На выпускном я вздохнул с облегчением, радуясь, что мои мучения, наконец, закончились, а поступив в относительно престижный университет, был уверен, что теперь никто и никогда не узнает о моей ориентации. Вот только Судьба распорядилась по-своему.
Она решила, что мало я настрадался в школьные годы, и с ее легкой руки мой одноклассник Федя Краснов оказался зачислен со мной в одну группу. Одноклассник! Со мной! От отчаяния я готов был рвать свои – и его заодно – волосы.
Стоит ли говорить, что за два месяца слухи расползлись по всему универу. Я как мог пытался не замечать косые взгляды, которые теперь бросали на меня исподтишка. Я старался ничем не выделяться, ни в чем не участвовал, вел обычный, в чем-то даже ленивый образ жизни, поэтому в группе за глаза меня прозвали тихоней. Я был рад и этому. Правда, с Федей у нас отношения так и не сложились. Он, видимо по старой памяти, иногда придирался ко мне, а я, тоже по старой памяти, огрызался. В группе к нашим разборкам относились спокойно и считали их своеобразным проявлением дружбы. Федя хоть и подкалывал меня, но теперь это выходило у него вполне миролюбиво и беззлобно. Вплоть до сегодняшнего дня.
– Прекрасное утро, да, Максик? – встретил меня мерзким хихиканьем Федя, отчего мне тут же захотелось заехать ему по роже, но я сдержался. Благодаря ему каждое утро было отвратительным.
Он стоял, вальяжно привалившись плечом к двери одной из аудиторий, а рядом с ним явно скучали несколько наших одногруппников.
– Замечательное, придурок, – хмуро окинув его взглядом, буркнул я и прошел мимо него к расписанию.
Первой парой у нас значилось правоведение, которое, если верить коряво выведенной карандашом записи, должно было проходить в аудитории напротив. Ее-то и подпирал своей тушей Клоун. Дверь была заперта. А это значило, что препод, как всегда, запаздывал, и группе опять придется до его прихода зависать в коридоре, а мне терпеть приставучего кретина с гомофобными замашками.
«Началось», – подумал я, когда Федя, почесывая подбородок, протянул:
– Вот скажи мне, Максик, почему ты не хочешь, как и многие зарубежные звезды, совершить каминг-аут? – и гаденько так улыбнулся. Чертов идиот.
Мысленно молясь, чтобы никто его не услышал, я промолчал и невольно огляделся по сторонам.
Стенд с расписанием и две аудитории находились в узком коридоре в непосредственной близости от деканата, но это совершенно не мешало Феде нарочито громко голосить своим басом на весь этаж.

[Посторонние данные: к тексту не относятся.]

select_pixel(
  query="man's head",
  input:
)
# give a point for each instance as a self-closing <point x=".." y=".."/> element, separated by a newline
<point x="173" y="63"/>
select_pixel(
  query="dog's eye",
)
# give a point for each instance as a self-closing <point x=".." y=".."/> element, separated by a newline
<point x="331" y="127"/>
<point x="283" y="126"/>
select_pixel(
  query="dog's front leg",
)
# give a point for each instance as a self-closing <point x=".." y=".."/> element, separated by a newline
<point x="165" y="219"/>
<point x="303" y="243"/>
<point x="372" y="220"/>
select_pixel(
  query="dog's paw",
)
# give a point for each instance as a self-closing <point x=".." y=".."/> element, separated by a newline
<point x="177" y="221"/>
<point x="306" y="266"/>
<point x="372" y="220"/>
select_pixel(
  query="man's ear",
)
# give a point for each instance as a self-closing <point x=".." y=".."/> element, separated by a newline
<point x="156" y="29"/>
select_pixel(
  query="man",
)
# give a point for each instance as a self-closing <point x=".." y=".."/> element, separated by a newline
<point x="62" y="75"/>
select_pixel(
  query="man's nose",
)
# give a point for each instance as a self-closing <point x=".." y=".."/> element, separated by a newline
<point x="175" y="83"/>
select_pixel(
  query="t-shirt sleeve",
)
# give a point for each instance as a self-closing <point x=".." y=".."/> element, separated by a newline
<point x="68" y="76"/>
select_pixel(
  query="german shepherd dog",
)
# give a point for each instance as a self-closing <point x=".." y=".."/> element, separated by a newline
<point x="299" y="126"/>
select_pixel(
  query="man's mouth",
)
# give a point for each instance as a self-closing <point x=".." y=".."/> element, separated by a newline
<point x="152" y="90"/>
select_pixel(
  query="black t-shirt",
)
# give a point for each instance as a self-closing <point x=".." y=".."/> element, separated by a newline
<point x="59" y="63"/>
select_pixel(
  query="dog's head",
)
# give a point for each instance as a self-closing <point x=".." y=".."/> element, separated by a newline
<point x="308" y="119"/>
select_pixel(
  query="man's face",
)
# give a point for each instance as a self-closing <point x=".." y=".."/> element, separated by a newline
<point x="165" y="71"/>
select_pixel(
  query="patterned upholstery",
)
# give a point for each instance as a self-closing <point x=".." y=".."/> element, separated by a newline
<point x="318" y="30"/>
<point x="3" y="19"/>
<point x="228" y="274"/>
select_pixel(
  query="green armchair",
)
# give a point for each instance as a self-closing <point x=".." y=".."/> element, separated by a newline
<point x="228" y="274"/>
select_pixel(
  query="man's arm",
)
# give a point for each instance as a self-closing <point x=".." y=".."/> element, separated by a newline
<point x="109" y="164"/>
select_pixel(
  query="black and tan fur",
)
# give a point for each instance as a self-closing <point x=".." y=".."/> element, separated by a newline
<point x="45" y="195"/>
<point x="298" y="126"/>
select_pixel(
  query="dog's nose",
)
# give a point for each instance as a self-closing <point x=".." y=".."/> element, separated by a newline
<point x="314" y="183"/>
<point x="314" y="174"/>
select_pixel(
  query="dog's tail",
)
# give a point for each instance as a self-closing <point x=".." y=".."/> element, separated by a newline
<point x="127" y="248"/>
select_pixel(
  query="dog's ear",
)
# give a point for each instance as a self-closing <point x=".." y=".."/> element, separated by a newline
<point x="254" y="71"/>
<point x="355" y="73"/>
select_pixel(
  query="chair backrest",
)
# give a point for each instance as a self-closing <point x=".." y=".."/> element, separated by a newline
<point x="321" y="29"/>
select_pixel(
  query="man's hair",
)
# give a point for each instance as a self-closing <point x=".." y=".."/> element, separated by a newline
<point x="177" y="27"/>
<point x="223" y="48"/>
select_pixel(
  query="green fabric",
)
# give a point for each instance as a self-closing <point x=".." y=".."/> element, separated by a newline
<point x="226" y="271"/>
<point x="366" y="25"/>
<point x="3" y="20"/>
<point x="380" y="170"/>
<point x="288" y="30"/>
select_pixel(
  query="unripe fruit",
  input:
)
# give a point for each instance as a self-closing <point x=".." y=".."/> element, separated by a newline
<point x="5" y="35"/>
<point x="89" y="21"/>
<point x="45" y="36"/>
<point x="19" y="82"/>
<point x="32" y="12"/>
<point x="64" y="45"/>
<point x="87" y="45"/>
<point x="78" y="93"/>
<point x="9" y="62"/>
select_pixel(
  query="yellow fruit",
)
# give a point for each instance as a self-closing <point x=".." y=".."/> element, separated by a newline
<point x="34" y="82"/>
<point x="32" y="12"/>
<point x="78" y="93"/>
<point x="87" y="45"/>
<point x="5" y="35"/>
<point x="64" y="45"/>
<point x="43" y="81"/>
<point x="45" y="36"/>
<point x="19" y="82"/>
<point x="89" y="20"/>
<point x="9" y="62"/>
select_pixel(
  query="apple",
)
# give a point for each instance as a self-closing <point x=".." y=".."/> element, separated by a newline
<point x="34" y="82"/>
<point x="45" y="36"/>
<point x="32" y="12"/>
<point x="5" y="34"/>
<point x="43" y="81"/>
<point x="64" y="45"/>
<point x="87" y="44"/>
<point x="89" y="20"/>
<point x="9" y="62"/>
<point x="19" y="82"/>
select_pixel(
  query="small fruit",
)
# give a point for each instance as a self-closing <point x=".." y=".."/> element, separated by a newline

К моему ужасу я только сейчас заметил, что буквально за пару минут коридор заполонили студенты. Кто-то остановился, как и я, взглянуть на расписание, кто-то торопясь проносился мимо, но в основном здесь были те, кто ждал препода, чтобы зайти в аудитории. Ситуация осложнялась и тем, что наша группа была почти в полном составе.
– Давай же, ответь, нам всем очень интересно, – похоже, Клоун униматься не собирался.
Подозрительно сощурив глаза, я скрестил руки на груди и небрежно протянул:
– Да я уже давно заметил твой излишний интерес к моей ориентации, вот только с чего бы? Никак надеешься на взаимность?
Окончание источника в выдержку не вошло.